January 26th, 2009 / 6 Comments

A parent asked me, “How do I teach my children good values?”

Actually, teaching values to our children is both easy and hard.

It’s easy because you don’t have to do anything extraordinary or inconvenient. There are no books to buy, no conferences to attend.

But here’s the hard part. You are non-stop teaching your children values, whether you intent to or not. Your children are watching you 24/7, and they are learning from what they see.

You teach good values to your children with the quality of your own life. Our example in the way we live our lives is the most effective teacher.

Instead of writing a 1,000 word post to explain further, this poem says it all. I realize that it is true what they say: Values are caught, not taught. No matter what the age of your child, you will continue to influence him with the way you live, even when you thought he wasn’t looking.

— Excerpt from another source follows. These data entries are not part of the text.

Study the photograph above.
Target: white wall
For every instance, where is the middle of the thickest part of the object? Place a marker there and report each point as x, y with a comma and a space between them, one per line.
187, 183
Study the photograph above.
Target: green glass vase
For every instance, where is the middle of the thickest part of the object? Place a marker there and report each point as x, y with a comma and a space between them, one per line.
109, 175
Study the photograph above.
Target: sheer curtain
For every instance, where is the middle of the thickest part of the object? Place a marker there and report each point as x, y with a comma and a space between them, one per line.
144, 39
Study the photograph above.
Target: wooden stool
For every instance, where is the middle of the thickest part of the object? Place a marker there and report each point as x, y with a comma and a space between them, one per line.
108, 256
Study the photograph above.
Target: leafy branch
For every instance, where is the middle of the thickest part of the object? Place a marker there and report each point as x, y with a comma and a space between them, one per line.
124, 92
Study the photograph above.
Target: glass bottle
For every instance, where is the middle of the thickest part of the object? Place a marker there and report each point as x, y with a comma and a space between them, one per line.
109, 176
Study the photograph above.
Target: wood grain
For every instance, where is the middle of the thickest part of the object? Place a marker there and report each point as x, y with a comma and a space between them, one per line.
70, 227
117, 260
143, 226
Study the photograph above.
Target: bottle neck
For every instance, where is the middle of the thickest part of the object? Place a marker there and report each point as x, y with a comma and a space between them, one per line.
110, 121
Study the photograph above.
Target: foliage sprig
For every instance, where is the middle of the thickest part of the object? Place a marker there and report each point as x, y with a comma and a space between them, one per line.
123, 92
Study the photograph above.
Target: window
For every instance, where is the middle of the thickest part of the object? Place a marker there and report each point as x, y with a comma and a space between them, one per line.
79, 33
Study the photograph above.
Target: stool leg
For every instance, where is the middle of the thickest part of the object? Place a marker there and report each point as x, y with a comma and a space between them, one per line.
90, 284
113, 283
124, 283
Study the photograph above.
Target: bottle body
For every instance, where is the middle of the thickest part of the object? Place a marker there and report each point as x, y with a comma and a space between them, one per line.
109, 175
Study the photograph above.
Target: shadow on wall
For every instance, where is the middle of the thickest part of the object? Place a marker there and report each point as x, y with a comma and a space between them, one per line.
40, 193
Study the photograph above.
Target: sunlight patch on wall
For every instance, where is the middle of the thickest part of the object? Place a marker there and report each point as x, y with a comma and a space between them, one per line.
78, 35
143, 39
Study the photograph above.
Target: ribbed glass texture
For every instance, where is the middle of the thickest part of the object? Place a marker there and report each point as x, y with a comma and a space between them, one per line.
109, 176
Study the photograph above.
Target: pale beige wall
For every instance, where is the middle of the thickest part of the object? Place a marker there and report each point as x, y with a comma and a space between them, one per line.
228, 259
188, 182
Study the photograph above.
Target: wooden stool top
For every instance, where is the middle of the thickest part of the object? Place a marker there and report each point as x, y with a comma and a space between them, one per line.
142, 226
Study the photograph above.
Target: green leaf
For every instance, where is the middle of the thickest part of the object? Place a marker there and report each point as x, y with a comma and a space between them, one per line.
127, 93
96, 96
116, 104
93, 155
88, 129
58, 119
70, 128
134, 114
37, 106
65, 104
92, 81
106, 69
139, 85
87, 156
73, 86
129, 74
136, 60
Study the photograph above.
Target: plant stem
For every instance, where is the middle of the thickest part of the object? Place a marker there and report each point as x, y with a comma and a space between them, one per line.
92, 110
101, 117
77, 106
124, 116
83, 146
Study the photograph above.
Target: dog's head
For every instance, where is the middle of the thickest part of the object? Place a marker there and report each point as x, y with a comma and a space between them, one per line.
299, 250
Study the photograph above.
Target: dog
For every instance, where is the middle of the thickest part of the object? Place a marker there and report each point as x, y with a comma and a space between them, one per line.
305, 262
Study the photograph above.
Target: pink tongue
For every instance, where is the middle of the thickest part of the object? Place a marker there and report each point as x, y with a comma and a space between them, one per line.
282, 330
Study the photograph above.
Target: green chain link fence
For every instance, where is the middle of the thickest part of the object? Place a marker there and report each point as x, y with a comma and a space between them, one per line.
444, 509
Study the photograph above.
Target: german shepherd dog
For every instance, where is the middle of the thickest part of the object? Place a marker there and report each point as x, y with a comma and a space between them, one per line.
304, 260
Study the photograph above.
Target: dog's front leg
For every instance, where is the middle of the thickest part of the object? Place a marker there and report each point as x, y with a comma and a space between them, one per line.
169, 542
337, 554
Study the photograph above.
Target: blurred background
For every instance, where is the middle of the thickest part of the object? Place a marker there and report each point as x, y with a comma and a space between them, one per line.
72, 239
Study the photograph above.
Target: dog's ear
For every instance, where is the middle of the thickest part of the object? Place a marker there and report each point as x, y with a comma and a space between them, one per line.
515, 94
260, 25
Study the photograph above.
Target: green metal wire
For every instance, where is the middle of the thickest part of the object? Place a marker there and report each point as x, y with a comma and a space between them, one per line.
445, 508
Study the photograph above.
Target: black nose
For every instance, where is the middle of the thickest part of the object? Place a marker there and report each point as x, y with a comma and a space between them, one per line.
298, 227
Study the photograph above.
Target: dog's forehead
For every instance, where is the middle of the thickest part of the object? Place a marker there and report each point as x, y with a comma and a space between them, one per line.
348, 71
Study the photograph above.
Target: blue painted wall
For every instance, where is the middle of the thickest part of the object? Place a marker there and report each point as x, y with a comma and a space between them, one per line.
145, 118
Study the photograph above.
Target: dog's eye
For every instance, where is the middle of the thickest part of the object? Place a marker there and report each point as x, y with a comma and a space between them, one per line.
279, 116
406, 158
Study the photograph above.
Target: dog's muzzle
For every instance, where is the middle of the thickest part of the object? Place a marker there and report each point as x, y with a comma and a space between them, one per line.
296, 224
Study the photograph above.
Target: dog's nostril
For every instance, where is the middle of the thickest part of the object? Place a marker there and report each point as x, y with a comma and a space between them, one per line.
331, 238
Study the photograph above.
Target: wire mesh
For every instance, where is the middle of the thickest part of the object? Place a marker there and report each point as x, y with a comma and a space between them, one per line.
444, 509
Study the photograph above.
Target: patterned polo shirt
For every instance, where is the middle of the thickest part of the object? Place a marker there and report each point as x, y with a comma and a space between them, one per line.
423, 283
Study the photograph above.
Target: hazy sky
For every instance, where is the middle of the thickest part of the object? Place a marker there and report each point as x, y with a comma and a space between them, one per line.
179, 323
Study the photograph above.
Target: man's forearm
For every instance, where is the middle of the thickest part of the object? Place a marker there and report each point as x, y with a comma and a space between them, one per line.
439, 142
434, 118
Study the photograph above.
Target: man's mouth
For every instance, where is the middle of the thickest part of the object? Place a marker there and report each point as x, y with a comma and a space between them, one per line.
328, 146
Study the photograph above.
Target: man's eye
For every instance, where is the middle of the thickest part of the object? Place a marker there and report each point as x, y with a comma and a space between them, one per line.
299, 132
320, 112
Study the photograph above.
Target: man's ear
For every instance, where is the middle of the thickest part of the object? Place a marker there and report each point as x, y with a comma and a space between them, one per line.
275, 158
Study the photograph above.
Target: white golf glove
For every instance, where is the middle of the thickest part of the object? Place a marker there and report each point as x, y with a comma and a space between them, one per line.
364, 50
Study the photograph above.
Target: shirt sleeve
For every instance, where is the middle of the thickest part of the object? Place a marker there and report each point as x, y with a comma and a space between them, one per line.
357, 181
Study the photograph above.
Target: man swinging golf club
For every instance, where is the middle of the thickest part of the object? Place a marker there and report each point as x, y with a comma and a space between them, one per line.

When You Thought I Wasn’t Looking
by Mary Korzan

When you thought I wasn’t looking,
I saw you hang my first painting on the refrigerator,
and I wanted to paint another one.

When you thought I wasn’t looking,
I saw you feed a stray cat,
and I thought it was good to be kind to animals.

When you thought I wasn’t looking,
I saw you make my favorite cake for me,
and I knew that little things are special things.

When you thought I wasn’t looking,
I heard you say a prayer,
and I believed there is a God I could always talk to.

When you thought I wasn’t looking,
I felt you kiss me goodnight,
and I felt loved.

When you thought I wasn’t looking,
I saw tears come from your eyes,
and I learned that sometimes things hurt, but it’s all right to cry.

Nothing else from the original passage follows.